Quase meio século depois, na esplanada do café manhoso, eu tentava desencravar a minha cabeça, seguindo os saltinhos de um pardal que escolhia migalhas do chão. Julguei ouvir o Paulo,
– Quando eu morrer batam em latas, rompam aos saltos e aos pinotes.
Afinal, ele continuava calado. Os olhos mais arredondados do que nunca.
– Vou a Fátima. Vais ficar bom, Paulo, e eu vou a Fátima,
disse sem perceber bem o que disse.
Sinto-me bem em Fátima. Quase tudo é feio, lá. E não apenas o que os olhos veem. O feio é o belo apressado. O tempo encarregar-se-á de corrigi-lo.
Tenho fé. A loucura solitária é triste, a coletiva é salvadora. E não há loucura maior do que a da lucidez omnisciente. Chamem-Lhe Deus ou outra coisa qualquer, as trincheiras da Ciência nunca O conquistarão. É-me mais simples chamar-Lhe Deus. Mais amoroso, também. Aprendi-O assim, e não quis gastar-me a procurá-Lo noutro sítio. Minto. Procuro-O também aqui. Nas palavras. No princípio era o verbo. Apagar tudo. Apagar-me. Regressar ao princípio. Escutá-Lo. Falar-Lhe. Imagino-O um gigante sentado num banquinho à minha espera.

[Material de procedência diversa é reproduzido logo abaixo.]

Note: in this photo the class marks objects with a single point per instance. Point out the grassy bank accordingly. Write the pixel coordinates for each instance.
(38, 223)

Pouco tempo depois daquele fim de tarde, o Paulo começou a quimioterapia. Entretanto, não teve outro remédio senão perder o terror que tinha de ser picado por agulhas. O corpo dele foi cedendo, emagreceu, perdeu o cabelo, nauseou-se, cansou-se ao longo das sessões de quimioterapia, mas resistiu, resistiu, resistiu. Os médicos, enfermeiros, técnicos e auxiliares do Instituto Português Oncologia foram inexcedivelmente competentes. Viva o Serviço Nacional de Saúde!

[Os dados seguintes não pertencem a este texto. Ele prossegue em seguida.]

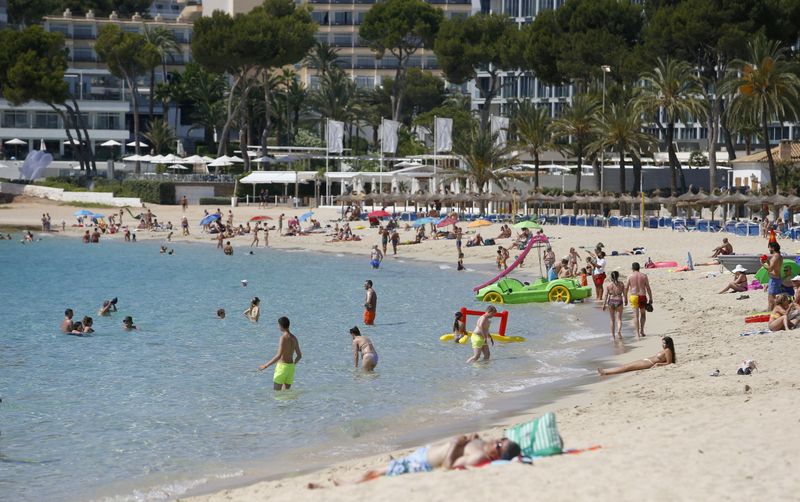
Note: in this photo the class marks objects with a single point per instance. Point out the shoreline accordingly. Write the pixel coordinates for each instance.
(722, 437)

Fui há poucos dias a Fátima. A minha irmã quis ir comigo. Desta vez, nenhuma de nós se teria importado se nos vestíssemos de igual. À noite, juntámo-nos à procissão das velas. Milhares de pessoas a entoarem cânticos. Cada peregrino carregava uma chama que se debatia, incapaz de se soltar do pavio. Quando o Santuário ficou em silêncio, a minha irmã e eu sentámo-nos na Capelinha das Aparições. O ar frio, vibrante, como se se fosse quebrar e…
No dia seguinte, no regresso, campos e campos amarelos a perder de vista.